Our Sunset Park neighbors, Brooklyn Phono’s Tom and Fern run one of the handful of American based small pressing plants working closely with producers and musicians alike.
Apart from Tuna Fish the dog, Tom and Fern are running a pretty lean shop. They do it all. Everything from from label design, color mixing, to the printing and stamping. We even caught up with them on recycling day: unloading the tens of thousands of pounds worth of old Warner Music vinyl that gets reconstituted into an entire year’s worth of raw material.

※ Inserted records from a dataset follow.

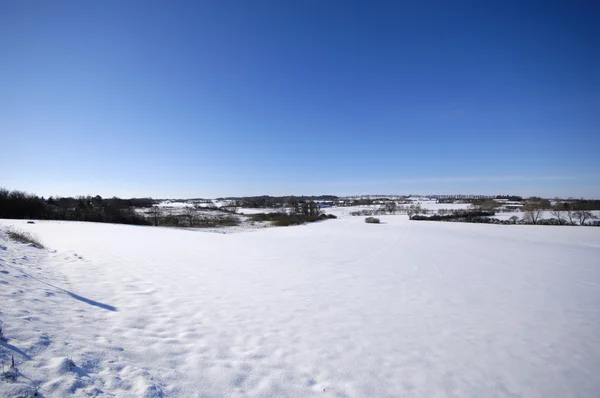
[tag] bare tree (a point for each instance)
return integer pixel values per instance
(190, 215)
(390, 207)
(583, 216)
(559, 214)
(155, 214)
(532, 211)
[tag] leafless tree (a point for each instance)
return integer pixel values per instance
(583, 216)
(532, 212)
(190, 215)
(390, 207)
(155, 214)
(559, 214)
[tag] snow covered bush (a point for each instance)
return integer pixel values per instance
(23, 237)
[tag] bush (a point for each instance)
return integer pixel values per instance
(24, 237)
(284, 220)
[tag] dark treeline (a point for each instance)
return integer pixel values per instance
(580, 204)
(458, 216)
(21, 205)
(266, 201)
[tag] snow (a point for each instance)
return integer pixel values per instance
(338, 308)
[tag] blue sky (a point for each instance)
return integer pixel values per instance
(219, 98)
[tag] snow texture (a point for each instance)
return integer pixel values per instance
(338, 308)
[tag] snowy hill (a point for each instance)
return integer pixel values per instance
(333, 309)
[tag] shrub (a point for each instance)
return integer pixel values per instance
(24, 237)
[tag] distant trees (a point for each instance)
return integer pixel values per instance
(583, 215)
(558, 213)
(391, 207)
(17, 204)
(533, 209)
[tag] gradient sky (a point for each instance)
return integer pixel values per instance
(219, 98)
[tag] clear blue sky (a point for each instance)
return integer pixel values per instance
(218, 98)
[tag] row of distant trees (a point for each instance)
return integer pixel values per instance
(576, 212)
(21, 205)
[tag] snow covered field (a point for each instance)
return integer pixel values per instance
(332, 309)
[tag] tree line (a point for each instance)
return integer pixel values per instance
(22, 205)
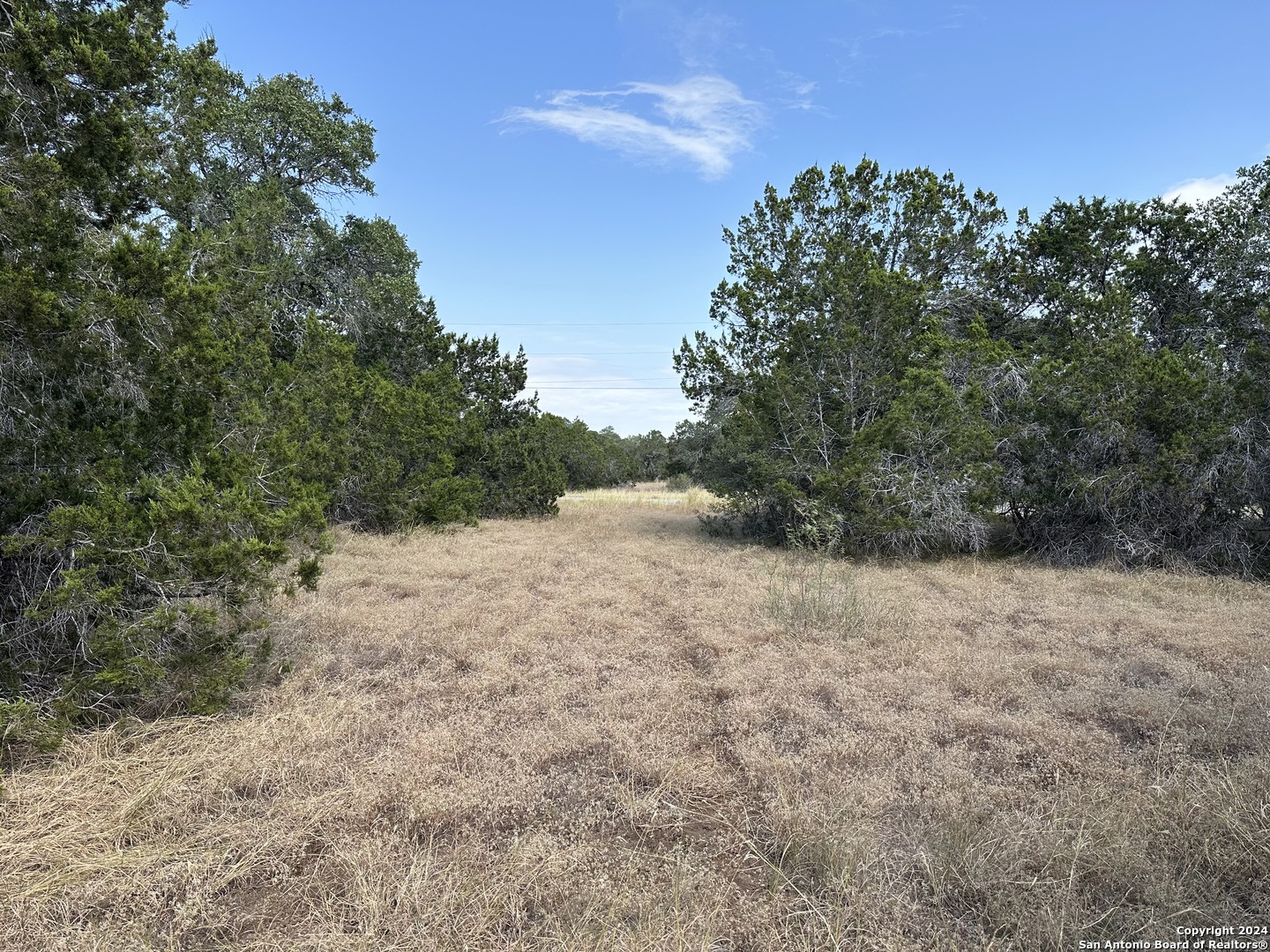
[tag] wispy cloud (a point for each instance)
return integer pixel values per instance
(704, 120)
(582, 387)
(798, 90)
(1195, 190)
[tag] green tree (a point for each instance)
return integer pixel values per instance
(848, 365)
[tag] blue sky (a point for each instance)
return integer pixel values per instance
(564, 169)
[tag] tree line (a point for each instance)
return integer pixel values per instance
(894, 369)
(202, 366)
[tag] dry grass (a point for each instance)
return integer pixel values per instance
(608, 732)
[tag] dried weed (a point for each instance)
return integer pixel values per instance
(608, 732)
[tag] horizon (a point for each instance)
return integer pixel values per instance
(591, 159)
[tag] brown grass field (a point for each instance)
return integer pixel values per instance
(609, 732)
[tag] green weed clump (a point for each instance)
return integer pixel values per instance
(814, 596)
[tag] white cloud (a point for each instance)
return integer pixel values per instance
(587, 389)
(704, 120)
(1195, 190)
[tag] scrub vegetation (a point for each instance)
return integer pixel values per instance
(608, 730)
(317, 632)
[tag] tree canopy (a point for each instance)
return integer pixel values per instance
(893, 369)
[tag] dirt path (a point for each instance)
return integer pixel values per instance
(608, 732)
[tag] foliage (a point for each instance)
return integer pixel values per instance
(201, 366)
(846, 375)
(892, 372)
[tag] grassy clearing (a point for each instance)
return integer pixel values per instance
(609, 732)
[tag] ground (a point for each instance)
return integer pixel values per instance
(608, 730)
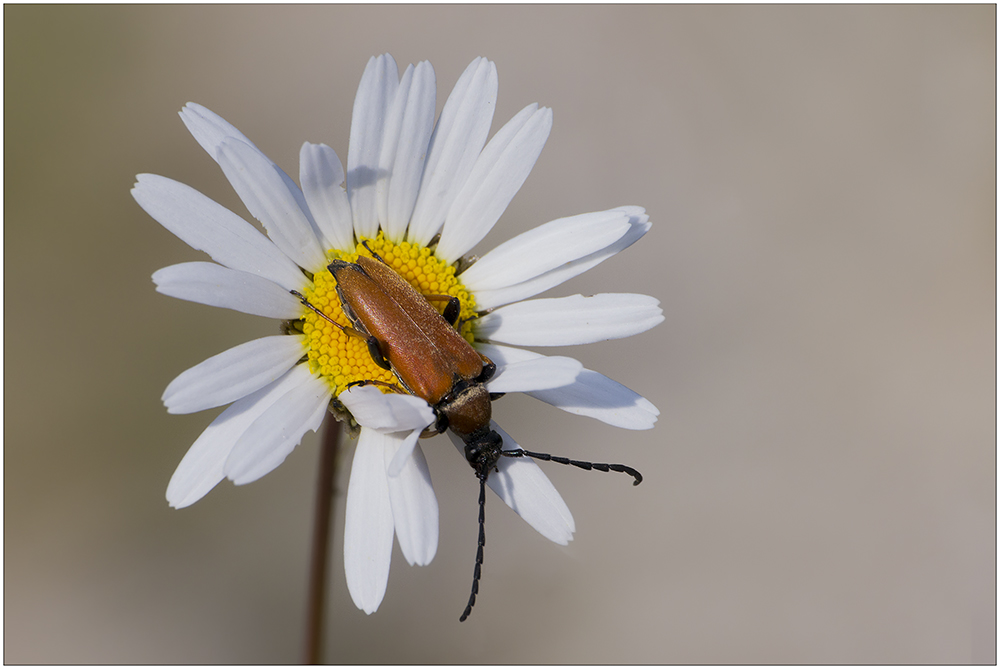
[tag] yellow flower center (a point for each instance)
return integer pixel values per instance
(343, 359)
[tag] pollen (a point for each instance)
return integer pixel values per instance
(342, 358)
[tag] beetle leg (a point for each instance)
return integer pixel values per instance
(385, 384)
(599, 466)
(374, 349)
(451, 311)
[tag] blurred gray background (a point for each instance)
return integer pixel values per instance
(821, 484)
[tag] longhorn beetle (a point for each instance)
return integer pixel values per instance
(408, 336)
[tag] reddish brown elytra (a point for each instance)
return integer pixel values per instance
(408, 336)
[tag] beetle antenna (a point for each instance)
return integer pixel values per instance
(599, 466)
(479, 551)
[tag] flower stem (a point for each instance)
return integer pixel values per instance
(321, 543)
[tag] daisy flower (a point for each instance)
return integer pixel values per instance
(421, 195)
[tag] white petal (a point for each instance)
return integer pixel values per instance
(368, 524)
(458, 138)
(496, 177)
(402, 456)
(414, 506)
(404, 149)
(386, 412)
(322, 180)
(537, 374)
(489, 299)
(576, 319)
(219, 286)
(208, 128)
(527, 490)
(592, 394)
(274, 200)
(234, 373)
(545, 248)
(276, 432)
(207, 226)
(371, 105)
(204, 465)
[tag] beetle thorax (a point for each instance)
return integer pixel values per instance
(468, 409)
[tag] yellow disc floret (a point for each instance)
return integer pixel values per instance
(342, 359)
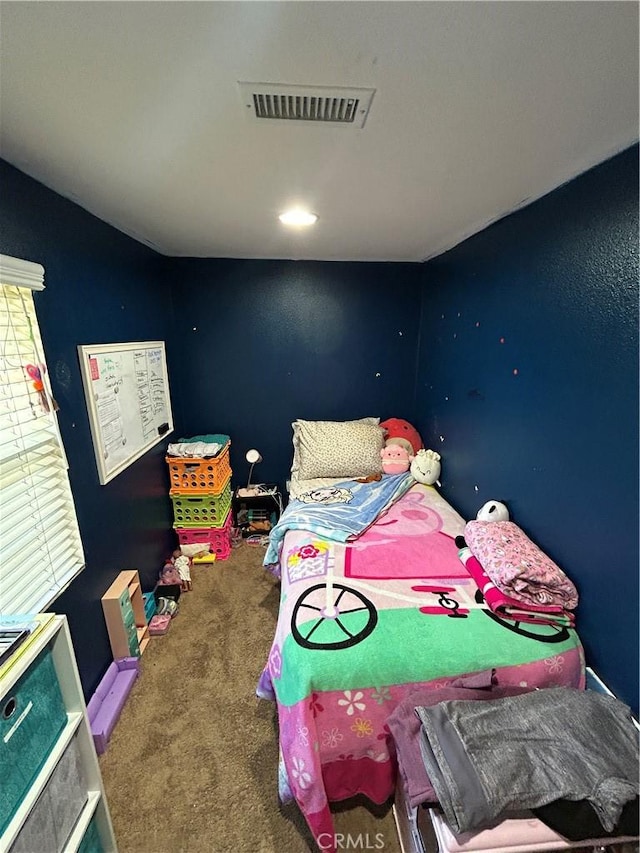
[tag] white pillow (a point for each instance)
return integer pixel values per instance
(336, 448)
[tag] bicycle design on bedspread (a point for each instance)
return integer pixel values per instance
(340, 600)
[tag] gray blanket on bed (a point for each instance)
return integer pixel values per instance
(525, 751)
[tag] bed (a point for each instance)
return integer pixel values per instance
(375, 603)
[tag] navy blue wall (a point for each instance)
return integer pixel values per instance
(528, 385)
(101, 287)
(265, 342)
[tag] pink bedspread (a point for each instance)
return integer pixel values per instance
(364, 624)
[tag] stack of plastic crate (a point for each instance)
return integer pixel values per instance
(201, 496)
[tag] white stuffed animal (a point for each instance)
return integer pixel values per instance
(425, 467)
(493, 511)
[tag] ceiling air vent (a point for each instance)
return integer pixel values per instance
(280, 102)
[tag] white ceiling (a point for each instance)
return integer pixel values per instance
(133, 111)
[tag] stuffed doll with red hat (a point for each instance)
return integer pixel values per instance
(401, 432)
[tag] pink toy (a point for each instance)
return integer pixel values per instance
(402, 433)
(159, 624)
(395, 459)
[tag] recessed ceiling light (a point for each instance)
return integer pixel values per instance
(298, 218)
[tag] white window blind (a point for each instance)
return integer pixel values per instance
(40, 546)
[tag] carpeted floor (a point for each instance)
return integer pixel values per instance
(192, 763)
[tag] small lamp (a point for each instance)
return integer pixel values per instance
(252, 456)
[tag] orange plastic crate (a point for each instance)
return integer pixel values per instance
(199, 475)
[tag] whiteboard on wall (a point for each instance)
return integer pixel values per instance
(126, 387)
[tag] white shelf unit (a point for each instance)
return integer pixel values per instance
(55, 635)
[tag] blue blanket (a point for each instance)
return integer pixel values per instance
(339, 512)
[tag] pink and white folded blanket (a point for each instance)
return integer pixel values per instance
(517, 566)
(513, 608)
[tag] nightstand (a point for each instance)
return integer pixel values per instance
(256, 509)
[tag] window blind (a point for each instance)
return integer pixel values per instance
(39, 537)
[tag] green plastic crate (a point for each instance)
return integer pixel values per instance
(201, 510)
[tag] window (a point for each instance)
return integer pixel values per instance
(39, 536)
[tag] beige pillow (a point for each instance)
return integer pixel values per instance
(337, 448)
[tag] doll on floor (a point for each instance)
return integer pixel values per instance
(177, 569)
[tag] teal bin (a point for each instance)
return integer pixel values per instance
(91, 840)
(32, 716)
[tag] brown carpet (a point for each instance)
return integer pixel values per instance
(192, 763)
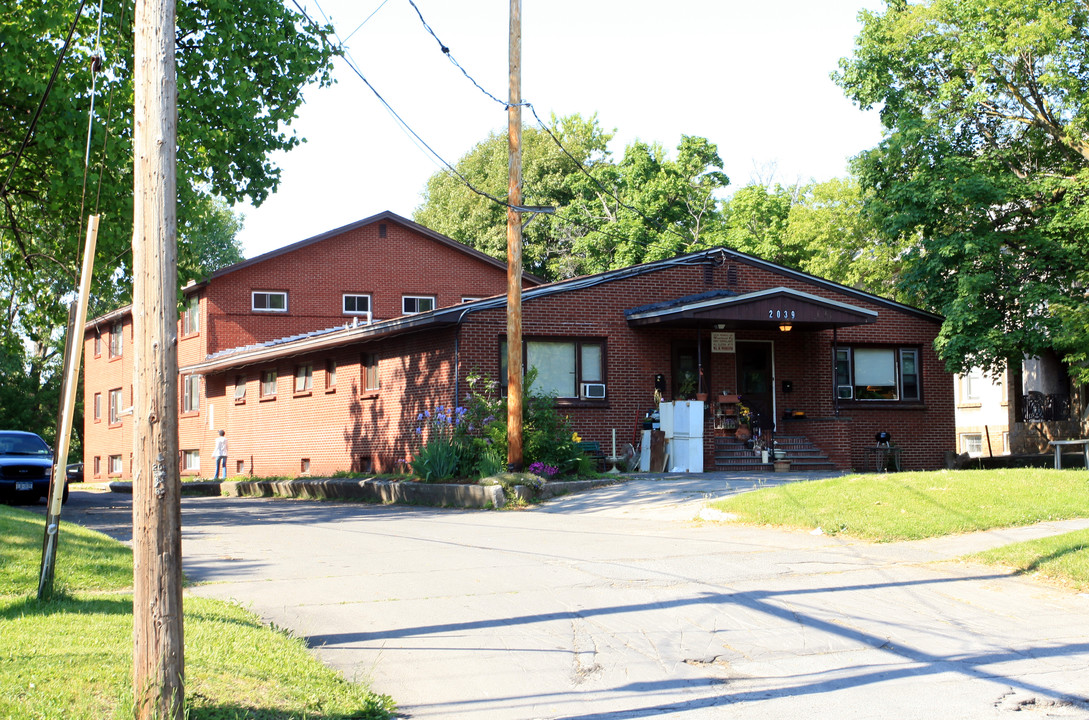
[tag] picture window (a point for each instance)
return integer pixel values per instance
(304, 378)
(867, 374)
(416, 304)
(268, 383)
(269, 302)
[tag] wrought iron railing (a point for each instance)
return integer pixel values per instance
(1040, 407)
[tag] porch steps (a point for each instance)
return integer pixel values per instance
(732, 455)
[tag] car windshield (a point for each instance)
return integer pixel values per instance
(23, 444)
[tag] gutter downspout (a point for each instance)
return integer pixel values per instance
(835, 360)
(457, 350)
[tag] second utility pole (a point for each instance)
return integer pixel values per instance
(514, 460)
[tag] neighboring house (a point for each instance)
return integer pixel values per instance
(376, 269)
(823, 366)
(1044, 404)
(982, 414)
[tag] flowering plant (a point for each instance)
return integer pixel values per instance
(744, 414)
(548, 472)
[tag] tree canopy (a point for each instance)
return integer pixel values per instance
(241, 66)
(980, 181)
(643, 208)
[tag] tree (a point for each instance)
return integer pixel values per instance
(982, 174)
(241, 66)
(644, 208)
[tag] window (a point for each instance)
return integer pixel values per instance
(566, 368)
(269, 302)
(357, 305)
(971, 387)
(191, 316)
(191, 461)
(330, 375)
(370, 371)
(878, 374)
(415, 304)
(115, 340)
(268, 383)
(115, 406)
(304, 378)
(191, 393)
(971, 443)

These minced bits or old vinyl are heated in an extruder and made into a “shot” or a biscuit then stamped with their respective A and B sides. At one time Brooklyn Phono took on mastering duties and the electroplating needed to produce the stampers, but their proximity to the BQE highway and its vibrations made cutting master discs untenable. These days, they’re sticking to pressing and packaging.
The Brooklyn Phono catalogue is genre spanning and deep. From indy rock (Grizzly Bear’s breakout Yellow House was pressed there) to 90s house music reissues and, to more recently after another pressing plant shut down in Jamaica, dancehall and reggae releases too.
Along one of the walls of their factory, climbing almost to the ceiling 25 feet high, are thousands and thousands of archived pressings. An impressive totem and cultural time capsule spanning nearly two decades of music.